The only precedents for suspending a senator relate to disorder occurring in the course of Senate proceedings, in the terms contained in standing order 203. Offences against the standing order may be dealt with by the occupant of the chair naming a senator for infringing that standing order, seeking an explanation or apology from the senator and leaving to the Senate the question of whether the disorder warrants suspension. The offences in the standing order reflect centuries of practice in the UK's House of Commons and have never been updated. There is therefore no question as to the power of the Senate to suspend a senator in those circumstances. The question that arises is whether the Senate has the power to suspend a senator for actions remote from its proceedings. The only known power of the Senate to impose a penalty upon any person for conduct occurring outside of its proceedings lies in its contempt power—that is, its power to declare an act to be a contempt and to impose a penalty for it.
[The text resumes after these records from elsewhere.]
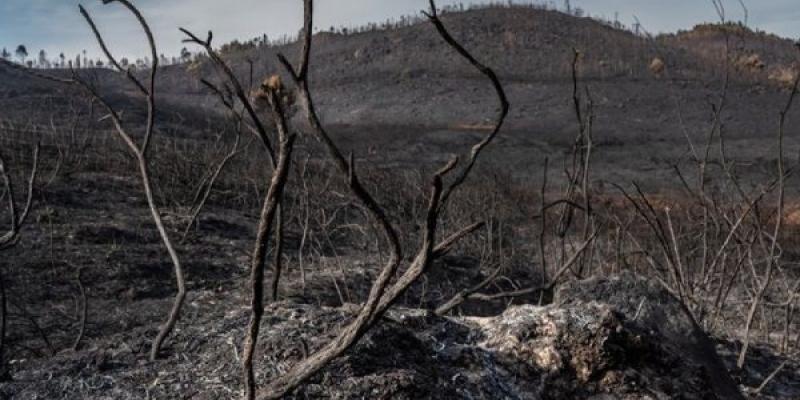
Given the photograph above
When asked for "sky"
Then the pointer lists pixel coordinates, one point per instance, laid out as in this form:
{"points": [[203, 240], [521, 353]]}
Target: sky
{"points": [[56, 25]]}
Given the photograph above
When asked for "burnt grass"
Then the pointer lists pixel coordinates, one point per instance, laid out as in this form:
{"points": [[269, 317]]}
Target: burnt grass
{"points": [[391, 99]]}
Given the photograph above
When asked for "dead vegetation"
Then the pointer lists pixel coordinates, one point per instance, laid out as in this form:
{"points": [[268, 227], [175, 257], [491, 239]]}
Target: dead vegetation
{"points": [[718, 252]]}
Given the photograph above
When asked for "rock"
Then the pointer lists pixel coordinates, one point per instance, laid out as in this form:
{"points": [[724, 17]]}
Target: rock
{"points": [[649, 307]]}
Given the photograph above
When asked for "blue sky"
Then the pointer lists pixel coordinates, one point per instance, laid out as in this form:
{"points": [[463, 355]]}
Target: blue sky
{"points": [[56, 25]]}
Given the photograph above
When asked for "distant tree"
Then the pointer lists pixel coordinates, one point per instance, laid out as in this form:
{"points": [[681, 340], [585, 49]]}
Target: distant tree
{"points": [[22, 53], [43, 62]]}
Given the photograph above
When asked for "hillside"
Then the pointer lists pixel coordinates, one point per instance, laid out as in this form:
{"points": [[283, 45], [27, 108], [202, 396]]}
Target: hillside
{"points": [[644, 249]]}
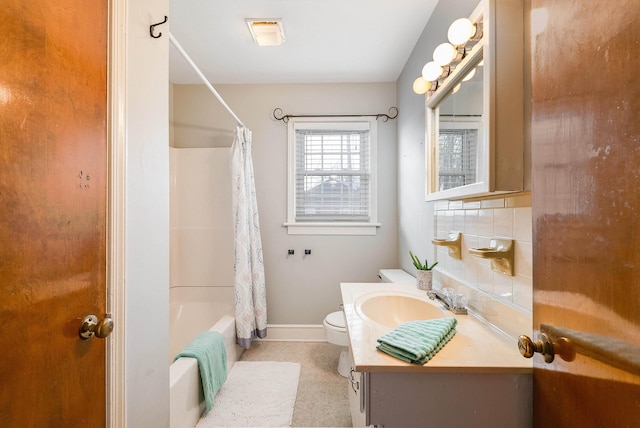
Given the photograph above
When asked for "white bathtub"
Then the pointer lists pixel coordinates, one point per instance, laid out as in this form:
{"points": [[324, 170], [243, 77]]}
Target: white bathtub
{"points": [[188, 319]]}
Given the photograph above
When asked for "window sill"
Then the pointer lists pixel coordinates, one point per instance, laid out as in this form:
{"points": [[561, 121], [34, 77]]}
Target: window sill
{"points": [[332, 228]]}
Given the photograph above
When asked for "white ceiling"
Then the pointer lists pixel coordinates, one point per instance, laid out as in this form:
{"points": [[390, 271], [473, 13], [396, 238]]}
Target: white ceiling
{"points": [[326, 40]]}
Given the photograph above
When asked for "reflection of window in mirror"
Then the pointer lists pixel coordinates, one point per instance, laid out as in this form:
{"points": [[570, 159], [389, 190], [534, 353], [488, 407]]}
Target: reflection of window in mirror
{"points": [[460, 133], [457, 148]]}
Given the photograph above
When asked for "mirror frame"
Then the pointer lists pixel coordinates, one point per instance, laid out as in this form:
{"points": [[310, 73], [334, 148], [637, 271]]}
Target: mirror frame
{"points": [[479, 52], [504, 166]]}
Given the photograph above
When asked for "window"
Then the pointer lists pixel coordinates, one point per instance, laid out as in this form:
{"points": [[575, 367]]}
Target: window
{"points": [[332, 182], [457, 154]]}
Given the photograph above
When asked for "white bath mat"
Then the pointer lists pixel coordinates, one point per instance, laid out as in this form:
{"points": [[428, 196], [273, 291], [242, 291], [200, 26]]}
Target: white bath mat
{"points": [[256, 394]]}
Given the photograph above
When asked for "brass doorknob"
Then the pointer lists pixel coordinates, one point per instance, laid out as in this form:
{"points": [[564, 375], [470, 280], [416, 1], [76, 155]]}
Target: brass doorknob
{"points": [[543, 346], [91, 326]]}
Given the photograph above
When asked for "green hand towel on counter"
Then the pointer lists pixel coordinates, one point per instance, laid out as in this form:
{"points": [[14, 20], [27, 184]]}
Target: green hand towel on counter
{"points": [[208, 348], [418, 341]]}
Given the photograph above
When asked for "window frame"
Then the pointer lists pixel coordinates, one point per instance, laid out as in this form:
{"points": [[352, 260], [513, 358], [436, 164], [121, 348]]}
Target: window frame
{"points": [[332, 227]]}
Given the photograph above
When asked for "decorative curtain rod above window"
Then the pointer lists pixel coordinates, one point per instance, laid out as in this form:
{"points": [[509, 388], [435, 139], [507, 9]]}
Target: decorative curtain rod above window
{"points": [[393, 113]]}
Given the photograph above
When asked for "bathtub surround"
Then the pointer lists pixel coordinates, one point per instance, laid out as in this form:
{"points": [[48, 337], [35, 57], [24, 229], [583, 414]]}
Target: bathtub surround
{"points": [[249, 280], [209, 351], [194, 310], [302, 288]]}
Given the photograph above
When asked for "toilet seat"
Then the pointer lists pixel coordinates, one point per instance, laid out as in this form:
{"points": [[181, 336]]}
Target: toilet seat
{"points": [[336, 319], [335, 330]]}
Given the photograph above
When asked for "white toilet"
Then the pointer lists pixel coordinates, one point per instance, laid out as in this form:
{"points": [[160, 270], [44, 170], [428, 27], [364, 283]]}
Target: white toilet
{"points": [[335, 331]]}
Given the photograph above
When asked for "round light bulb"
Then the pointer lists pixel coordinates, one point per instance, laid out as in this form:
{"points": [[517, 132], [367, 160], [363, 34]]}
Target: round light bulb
{"points": [[431, 71], [469, 75], [460, 31], [444, 54], [421, 86]]}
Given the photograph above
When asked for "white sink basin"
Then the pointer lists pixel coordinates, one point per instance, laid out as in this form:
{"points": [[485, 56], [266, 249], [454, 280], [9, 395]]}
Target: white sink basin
{"points": [[392, 309]]}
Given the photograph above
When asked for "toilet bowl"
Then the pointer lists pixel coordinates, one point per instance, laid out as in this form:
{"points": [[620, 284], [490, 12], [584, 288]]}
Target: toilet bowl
{"points": [[335, 331]]}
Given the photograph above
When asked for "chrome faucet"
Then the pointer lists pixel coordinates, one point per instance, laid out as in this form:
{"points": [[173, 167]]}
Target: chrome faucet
{"points": [[452, 302]]}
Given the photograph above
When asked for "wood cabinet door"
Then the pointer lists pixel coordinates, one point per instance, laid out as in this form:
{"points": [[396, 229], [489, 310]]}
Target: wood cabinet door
{"points": [[586, 211], [53, 166]]}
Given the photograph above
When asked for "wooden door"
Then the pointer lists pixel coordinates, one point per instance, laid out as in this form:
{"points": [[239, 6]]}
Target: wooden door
{"points": [[53, 98], [586, 210]]}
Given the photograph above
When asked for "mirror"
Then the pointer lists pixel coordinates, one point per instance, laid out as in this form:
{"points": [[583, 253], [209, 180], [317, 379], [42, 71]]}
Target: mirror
{"points": [[460, 130], [475, 113]]}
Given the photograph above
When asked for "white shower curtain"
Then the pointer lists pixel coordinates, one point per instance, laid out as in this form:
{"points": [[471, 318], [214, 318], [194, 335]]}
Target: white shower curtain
{"points": [[250, 289]]}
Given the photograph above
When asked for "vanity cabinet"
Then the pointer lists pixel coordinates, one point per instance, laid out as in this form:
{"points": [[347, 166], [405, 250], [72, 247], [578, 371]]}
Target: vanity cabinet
{"points": [[442, 399], [475, 118]]}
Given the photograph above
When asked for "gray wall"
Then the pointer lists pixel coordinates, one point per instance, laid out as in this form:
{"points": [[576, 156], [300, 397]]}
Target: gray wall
{"points": [[300, 289], [415, 216]]}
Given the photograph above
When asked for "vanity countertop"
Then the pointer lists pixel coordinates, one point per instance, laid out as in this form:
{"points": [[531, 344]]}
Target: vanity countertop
{"points": [[477, 347]]}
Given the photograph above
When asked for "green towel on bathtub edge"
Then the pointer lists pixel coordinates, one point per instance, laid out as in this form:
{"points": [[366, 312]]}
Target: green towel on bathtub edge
{"points": [[418, 341], [208, 348]]}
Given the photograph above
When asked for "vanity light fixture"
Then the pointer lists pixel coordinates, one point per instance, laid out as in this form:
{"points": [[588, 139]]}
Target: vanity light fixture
{"points": [[266, 32], [462, 35]]}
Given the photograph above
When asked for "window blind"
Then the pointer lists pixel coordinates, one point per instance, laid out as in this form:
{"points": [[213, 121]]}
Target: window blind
{"points": [[332, 175], [456, 158]]}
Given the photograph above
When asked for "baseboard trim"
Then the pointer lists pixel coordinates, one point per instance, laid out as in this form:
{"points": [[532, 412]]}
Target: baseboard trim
{"points": [[295, 333]]}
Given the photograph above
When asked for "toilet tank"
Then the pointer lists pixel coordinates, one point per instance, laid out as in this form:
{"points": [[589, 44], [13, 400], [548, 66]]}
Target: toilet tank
{"points": [[396, 275]]}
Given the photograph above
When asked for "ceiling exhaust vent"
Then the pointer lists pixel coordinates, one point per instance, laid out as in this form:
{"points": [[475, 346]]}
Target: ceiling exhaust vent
{"points": [[266, 32]]}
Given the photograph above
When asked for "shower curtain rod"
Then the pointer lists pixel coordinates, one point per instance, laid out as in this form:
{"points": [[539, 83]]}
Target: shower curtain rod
{"points": [[203, 78]]}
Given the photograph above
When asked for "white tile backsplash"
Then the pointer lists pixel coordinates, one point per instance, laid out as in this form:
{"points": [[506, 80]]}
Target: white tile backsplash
{"points": [[479, 221]]}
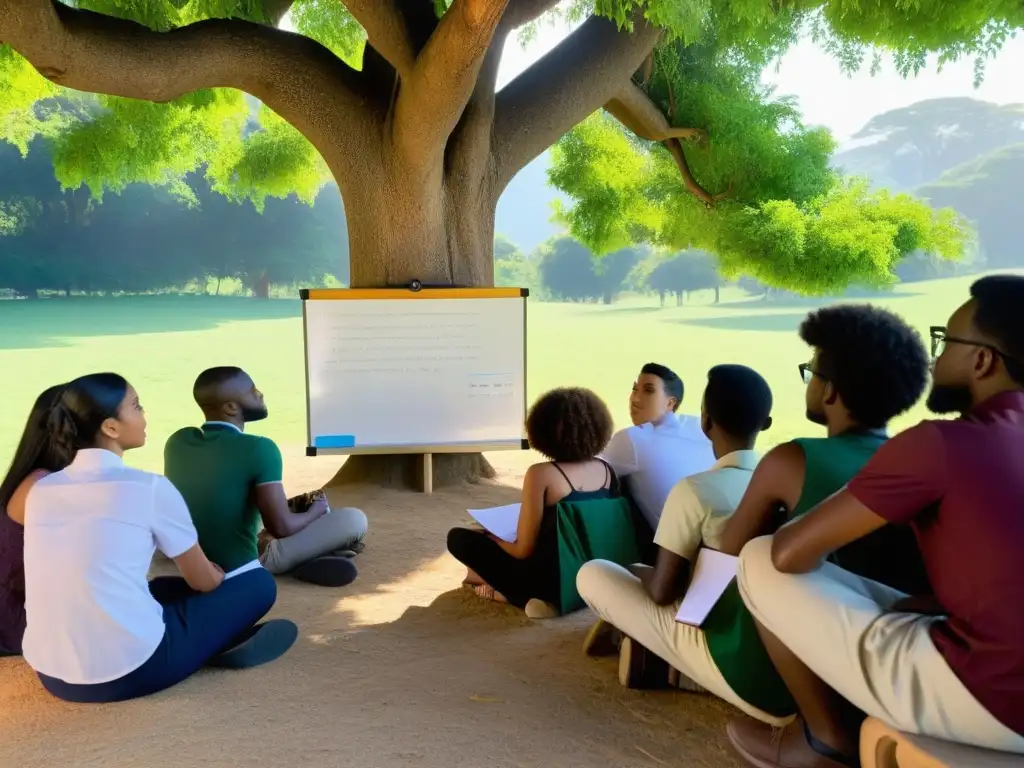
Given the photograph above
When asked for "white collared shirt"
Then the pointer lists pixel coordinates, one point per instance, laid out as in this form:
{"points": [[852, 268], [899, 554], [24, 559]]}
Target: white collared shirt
{"points": [[650, 459], [699, 506], [90, 532]]}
The Senate undoubtedly has the power to suspend a senator for conduct determined to be a contempt. There are precedents for the House of Representatives suspending members for contempt, and the houses have the same powers; however, there are limits on these powers. When the federal parliament's powers, privileges and immunities were reviewed in the 1980s, a joint committee on parliamentary privilege recommended that a statutory threshold for contempt be introduced. That change was enacted in section 4 of the Parliamentary Privileges Act 1987, which provides that:
Conduct (including the use of words) does not constitute an offence against a House unless it amounts, or is intended or likely to amount, to an improper interference with the free exercise by a House or committee of its authority or functions, or with the free performance by a member of the member's duties as a member.
This constraint was intended to reinforce the purpose of contempt, and, as noted at page 83 of Odgers':
This power to deal with contempts of either House is the exact equivalent of the power of the courts to punish contempts of court.
The rationale of the power to punish contempts … is that the courts and the two Houses should be able to protect themselves from acts which directly or indirectly impede them in the performance of their functions.
The threshold in the privileges act means that it is no longer open to a house as it was under the previous law to treat any act as a contempt. The reference for this, which you can check, is at page 84 and 85 of Odgers'. Unless an act improperly interferes with the functions or authority of a house or its members, it does not reach that threshold and the imposition of a penalty for that act would be open to legal challenge.
The threshold was also adopted by the Senate in 1988 in its privilege resolutions. They codify the principle that the Senate's power to deal with contempts should be used only where it is necessary to provide reasonable protection for the Senate and its committees and for senators against improper acts intending substantially to obstruct them in the performance of their functions. The Senate is required to have regard to this principle in determining any question of contempt.
While there is no doubt that the Senate has the power to suspend senators, its acknowledged power to do so is limited to those circumstances in which it is necessary to protect the Senate's ability to manage the conduct of its proceedings in the face of disorder or where the Senate determines that it is necessary to do so to protect the ability of the Senate and senators to perform their constitutional roles. Any other use of the power may be open to challenge.
I also give notice to senators that if such a motion is moved I will be participating in that debate prior to the matter being put to a vote.
10:17 am
Richard Di Natale (Victoria, Australian Greens) Share this | Link to this | Hansard source
by leave—Mr President, I must say that I would have appreciated the courtesy of you letting me know that you were intending to make such a statement. Had you offered me that courtesy, I would have pointed out to you that the motion that will be circulated in this chamber shortly relating to a suspension of Senator Anning relates very directly to comments he made in this chamber as a senator.
Scott Ryan (President) Share this | Link to this | Hansard source
I appreciate that, Senator Di Natale. I was trying to frame the matters coming before the Senate because I appreciate that they have been conflated in public debate by commentators and others outside the chamber as well.